Les PN un sujet de controverse
Publié le 12 Novembre 2012
Alain Wacheux, Vice-Président du Conseil Régional chargé des transports, évoque souvent une étude, que personne n’a vue, et qui pointe du doigt le nombre de passages à niveau sur la ligne entre Bruay et Bully.
17 passages à niveau y seraient recensés. Il ne faut pas appréhender le problème des PN d'une façon aussi péremptoire. Pour évaluer la nuisance ou la dangerosité des passages à niveau, il faut tenir compte d’un certain nombre de paramètres, en voici deux : quelle est l'importance du trafic routier, combien de trains passent quotidiennement sur la voie ?

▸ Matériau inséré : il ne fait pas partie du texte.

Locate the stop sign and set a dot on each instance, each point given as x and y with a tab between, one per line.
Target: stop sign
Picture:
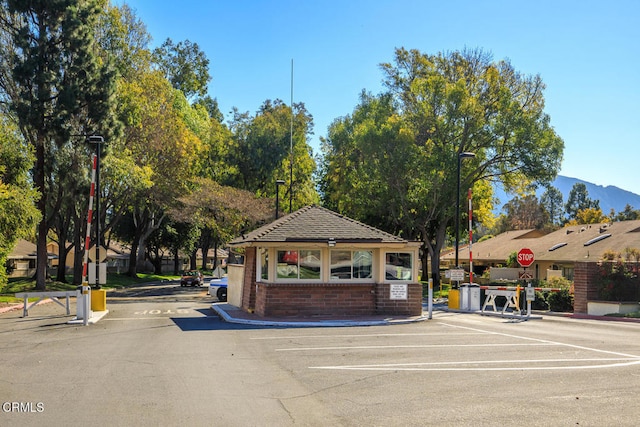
525	257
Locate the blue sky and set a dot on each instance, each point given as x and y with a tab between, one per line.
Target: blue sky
587	53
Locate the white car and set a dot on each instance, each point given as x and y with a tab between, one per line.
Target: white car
218	287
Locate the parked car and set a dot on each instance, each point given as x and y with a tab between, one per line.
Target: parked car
218	287
191	278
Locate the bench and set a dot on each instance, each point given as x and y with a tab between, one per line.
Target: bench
512	299
53	296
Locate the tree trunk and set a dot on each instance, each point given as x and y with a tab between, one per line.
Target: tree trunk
43	227
176	263
205	253
192	259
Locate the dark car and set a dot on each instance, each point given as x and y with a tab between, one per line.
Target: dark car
191	278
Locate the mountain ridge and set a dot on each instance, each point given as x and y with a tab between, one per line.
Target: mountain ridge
610	196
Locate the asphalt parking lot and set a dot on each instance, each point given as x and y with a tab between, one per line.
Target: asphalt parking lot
162	357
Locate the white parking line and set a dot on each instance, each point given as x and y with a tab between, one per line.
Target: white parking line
522	365
615	353
385	347
615	359
435	334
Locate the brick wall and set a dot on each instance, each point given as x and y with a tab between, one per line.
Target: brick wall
584	284
412	306
248	284
334	299
283	300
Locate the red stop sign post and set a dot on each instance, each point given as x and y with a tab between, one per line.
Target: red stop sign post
525	257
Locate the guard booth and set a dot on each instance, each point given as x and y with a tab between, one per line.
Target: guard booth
470	297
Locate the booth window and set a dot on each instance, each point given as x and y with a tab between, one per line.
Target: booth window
299	264
349	265
399	266
264	264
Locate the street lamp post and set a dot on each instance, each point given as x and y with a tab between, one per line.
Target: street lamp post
279	182
463	155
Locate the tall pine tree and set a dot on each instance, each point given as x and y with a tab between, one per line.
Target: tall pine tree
55	83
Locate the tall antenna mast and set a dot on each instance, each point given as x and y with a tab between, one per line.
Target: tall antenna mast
291	147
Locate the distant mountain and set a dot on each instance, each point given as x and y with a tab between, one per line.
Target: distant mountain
609	196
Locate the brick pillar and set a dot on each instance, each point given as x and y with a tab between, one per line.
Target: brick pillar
249	281
584	283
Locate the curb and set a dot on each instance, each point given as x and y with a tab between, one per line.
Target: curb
320	323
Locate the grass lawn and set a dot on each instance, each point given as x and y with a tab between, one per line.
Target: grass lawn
117	281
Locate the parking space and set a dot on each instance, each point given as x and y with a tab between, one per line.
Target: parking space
458	343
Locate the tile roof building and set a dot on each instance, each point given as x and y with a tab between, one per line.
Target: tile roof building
318	262
558	250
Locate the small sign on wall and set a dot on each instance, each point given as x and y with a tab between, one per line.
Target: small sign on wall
398	291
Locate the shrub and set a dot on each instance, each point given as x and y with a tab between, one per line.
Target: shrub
561	300
618	281
540	303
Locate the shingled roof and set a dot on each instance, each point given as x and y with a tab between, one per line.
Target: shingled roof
568	244
316	224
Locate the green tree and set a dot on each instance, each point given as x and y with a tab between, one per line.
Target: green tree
262	150
551	201
184	65
523	213
579	200
18	214
627	214
588	216
55	84
158	138
449	104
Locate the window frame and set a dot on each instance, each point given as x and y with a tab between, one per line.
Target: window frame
352	266
410	267
315	251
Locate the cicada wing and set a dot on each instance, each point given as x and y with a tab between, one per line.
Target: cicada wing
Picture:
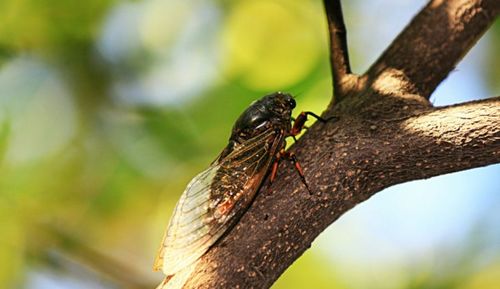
186	237
201	215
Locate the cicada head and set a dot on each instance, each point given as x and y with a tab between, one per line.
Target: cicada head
271	111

Sur la ligne ferroviaire Arras-Dunkerque, entre les gares de Lillers et Hazebrouck, distantes de vingt kilomètres, il y a 24 passages à niveau. Il en existe 17 pour environ 16 km de voie entre Bruay et Bully. Si nous faisons le rapport, les deux lignes sont quasiment identiques en ce qui concerne l'implantation des PN. La ligne que nous défendons semble être donc dans la moyenne. Pour le reste, l'installation d'un passage à niveau n'est pas un problème sur le plan technique.
Il nous est difficile de quantifier le nombre de véhicules qui franchirait journellement les PN sur ces deux tronçons de ligne. Nous pouvons cependant faire une comparaison sur le trafic ferroviaire. Sur la ligne Arras-Dunkerque, une centaine de trains y passent tous les jours : TER, TGV, trains de fret, certains trains circulent à 160 km/h (120km/h entre Lillers et Hazebrouck). Les fermetures de barrières seraient quatre fois plus nombreuses que sur le tronçon en voie unique Bruay-Bully, car le passage des trains y sera modéré et la vitesse des circulations devrait être limité à 100 Km/h.
Le seul lieu où un PN pourrait poser problème dans le cas d'une réouverture de la ligne Bruay-Bully, se situe sur la RD 937 à Sains en Gohelle, la construction d'un ouvrage d'art serait nécessaire à cet endroit.
Est-ce qu'une étude sérieuse a été réalisée sur la réouverture de la ligne Bruay et Bully ? Nous pouvons vraiment en douter.